IHSG pada sesi I hari ini bergerak terkoreksi 0,70% menjadi berada di level 6.012,99. IHSG sendiri, dalam sepekan ke belakang, sudah turun hingga 2,17%. Direktur Utama Bursa Efek Indonesia (BEI) Inarno Djajadi mengatakan, banyak alasan terjadinya koreksi IHSG beberapa hari terakhir, baik dari sentimen internal dalam negeri maupun dari eksternal.
Salah satu faktor internal yaitu kondisi politik di Indonesia yang sedang tidak stabil terkait maraknya demonstrasi. "Kami menyadari, koreksi harga ini alasannya macam-macam. Internal kita juga masih bergejolak karena adanya demo-demo yang tiada henti. Ini juga berpengaruh terhadap IHSG," kata Inarno ketika dihubungi Katadata.co.id, Kamis (3/10).
(Baca: Sesi I IHSG Turun 0,7%, Sempat Masuk ke Level 5.000)
Menurut Inarno, gejolak yang terjadi pada indeks dalam negeri ini bakal masih terus berlanjut hingga kabinet baru di bawah kepemimpinan Presiden Terpilih Joko Widodo (Jokowi) terbentuk. Jokowi sendiri, baru akan mengumumkan kabinet barunya usai dilantik pada 20 Oktober 2019.
Sementara, faktor eksternal juga mempengaruhi laju indeks, di mana terihat dari bursa-bursa di kawasan Asia yang juga bergerak dalam tren menurun. Hingga pukul 13.30 WIB hari ini, indeks Nikkei 225 turun 3,08% dalam sepekan terakhir, Hang Seng turun 0,2%, Shanghai turun 2,68%, dan Strait Times Index juga turun 1,6%.
Dihubungi secara terpisah, Direktur Riset dan Investasi Pilarmas Investindo Sekuritas Maximilianus Nico Demus menyampaikan, ada beberapa faktor eksternal yang membuat IHSG bergejolak. Tidak hanya perang dagang antara Amerika Serikat (AS) dengan Tiongkok saja, namun memanasnya hubungan antara AS dengan negara-negara Eropa juga bisa mempengaruhi indeks.
Nico menceritakan kondisi hubungan AS-Eropa terbaru di mana Organisasi Perdagangan Dunia (WTO) memberikan AS hak untuk memungut tarif senilai US$ 7,5 miliar terhadap impor barang-barang Eropa sebagai bagian dari permasalahan subsidi ilegal yang dilakukan oleh Pemerintahan Eropa terhadap pesawat Airbus.
(Baca: Perang Dagang AS-Uni Eropa Meletup, IHSG dan Bursa Asia Memerah)

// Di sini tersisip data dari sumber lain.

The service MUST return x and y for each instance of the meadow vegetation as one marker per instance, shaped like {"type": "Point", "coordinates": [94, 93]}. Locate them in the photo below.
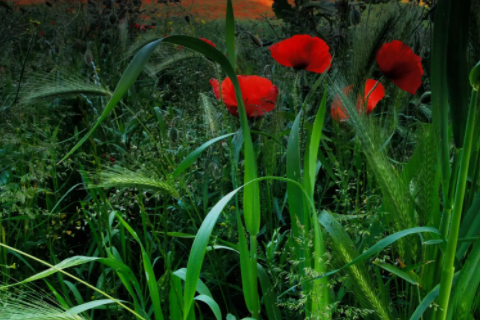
{"type": "Point", "coordinates": [309, 160]}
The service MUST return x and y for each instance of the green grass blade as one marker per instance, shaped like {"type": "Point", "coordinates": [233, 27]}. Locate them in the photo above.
{"type": "Point", "coordinates": [128, 78]}
{"type": "Point", "coordinates": [150, 275]}
{"type": "Point", "coordinates": [273, 312]}
{"type": "Point", "coordinates": [196, 153]}
{"type": "Point", "coordinates": [295, 201]}
{"type": "Point", "coordinates": [89, 306]}
{"type": "Point", "coordinates": [378, 247]}
{"type": "Point", "coordinates": [467, 286]}
{"type": "Point", "coordinates": [212, 304]}
{"type": "Point", "coordinates": [399, 273]}
{"type": "Point", "coordinates": [439, 86]}
{"type": "Point", "coordinates": [201, 287]}
{"type": "Point", "coordinates": [458, 68]}
{"type": "Point", "coordinates": [230, 33]}
{"type": "Point", "coordinates": [197, 253]}
{"type": "Point", "coordinates": [428, 299]}
{"type": "Point", "coordinates": [314, 142]}
{"type": "Point", "coordinates": [175, 298]}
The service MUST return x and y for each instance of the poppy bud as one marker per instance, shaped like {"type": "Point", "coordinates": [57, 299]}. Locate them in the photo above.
{"type": "Point", "coordinates": [256, 40]}
{"type": "Point", "coordinates": [355, 16]}
{"type": "Point", "coordinates": [426, 97]}
{"type": "Point", "coordinates": [475, 77]}
{"type": "Point", "coordinates": [172, 134]}
{"type": "Point", "coordinates": [113, 18]}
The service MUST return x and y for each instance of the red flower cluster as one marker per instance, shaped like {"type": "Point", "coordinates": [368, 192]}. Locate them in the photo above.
{"type": "Point", "coordinates": [259, 95]}
{"type": "Point", "coordinates": [303, 52]}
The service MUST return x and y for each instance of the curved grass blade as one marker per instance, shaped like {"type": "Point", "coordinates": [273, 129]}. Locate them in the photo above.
{"type": "Point", "coordinates": [428, 299]}
{"type": "Point", "coordinates": [199, 247]}
{"type": "Point", "coordinates": [89, 305]}
{"type": "Point", "coordinates": [212, 304]}
{"type": "Point", "coordinates": [150, 275]}
{"type": "Point", "coordinates": [196, 153]}
{"type": "Point", "coordinates": [379, 246]}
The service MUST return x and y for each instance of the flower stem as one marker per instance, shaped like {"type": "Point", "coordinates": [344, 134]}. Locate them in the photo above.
{"type": "Point", "coordinates": [448, 263]}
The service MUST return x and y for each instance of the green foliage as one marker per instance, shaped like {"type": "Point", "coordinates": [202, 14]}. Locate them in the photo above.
{"type": "Point", "coordinates": [126, 196]}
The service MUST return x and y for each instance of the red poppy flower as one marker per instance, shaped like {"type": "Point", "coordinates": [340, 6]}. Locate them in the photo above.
{"type": "Point", "coordinates": [209, 42]}
{"type": "Point", "coordinates": [303, 52]}
{"type": "Point", "coordinates": [259, 95]}
{"type": "Point", "coordinates": [374, 92]}
{"type": "Point", "coordinates": [398, 63]}
{"type": "Point", "coordinates": [337, 110]}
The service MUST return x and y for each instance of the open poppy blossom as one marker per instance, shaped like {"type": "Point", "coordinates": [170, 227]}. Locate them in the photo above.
{"type": "Point", "coordinates": [259, 95]}
{"type": "Point", "coordinates": [303, 52]}
{"type": "Point", "coordinates": [399, 64]}
{"type": "Point", "coordinates": [374, 92]}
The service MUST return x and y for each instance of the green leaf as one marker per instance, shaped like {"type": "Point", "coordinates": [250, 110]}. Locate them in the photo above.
{"type": "Point", "coordinates": [458, 67]}
{"type": "Point", "coordinates": [150, 275]}
{"type": "Point", "coordinates": [399, 273]}
{"type": "Point", "coordinates": [378, 247]}
{"type": "Point", "coordinates": [313, 145]}
{"type": "Point", "coordinates": [138, 63]}
{"type": "Point", "coordinates": [201, 287]}
{"type": "Point", "coordinates": [5, 5]}
{"type": "Point", "coordinates": [212, 304]}
{"type": "Point", "coordinates": [230, 33]}
{"type": "Point", "coordinates": [295, 200]}
{"type": "Point", "coordinates": [428, 299]}
{"type": "Point", "coordinates": [161, 122]}
{"type": "Point", "coordinates": [475, 77]}
{"type": "Point", "coordinates": [175, 298]}
{"type": "Point", "coordinates": [67, 263]}
{"type": "Point", "coordinates": [89, 305]}
{"type": "Point", "coordinates": [269, 297]}
{"type": "Point", "coordinates": [463, 299]}
{"type": "Point", "coordinates": [197, 253]}
{"type": "Point", "coordinates": [196, 153]}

"Badai kedua setelah perang dagang antara AS dengan Tiongkok siap untuk bergerak. Hal ini memicu perang dagang baru di seluruh Atlantik," kata Nico menjelaskan.
Meski kondisi eksternal yang kurang mendukung kenaikan IHSG, namun Nico cukup optimis dengan laju IHSG hingga akhir tahun ini mampu kembali naik. Hingga akhir tahun, pihaknya memperkirakan IHSG bisa menyentuh level 6.550 dengan target optimis berada di level 6.750. "Setidaknya, masih ada potensi kenaikkan apa lagi di akhir tahun," kata Nico menambahkan.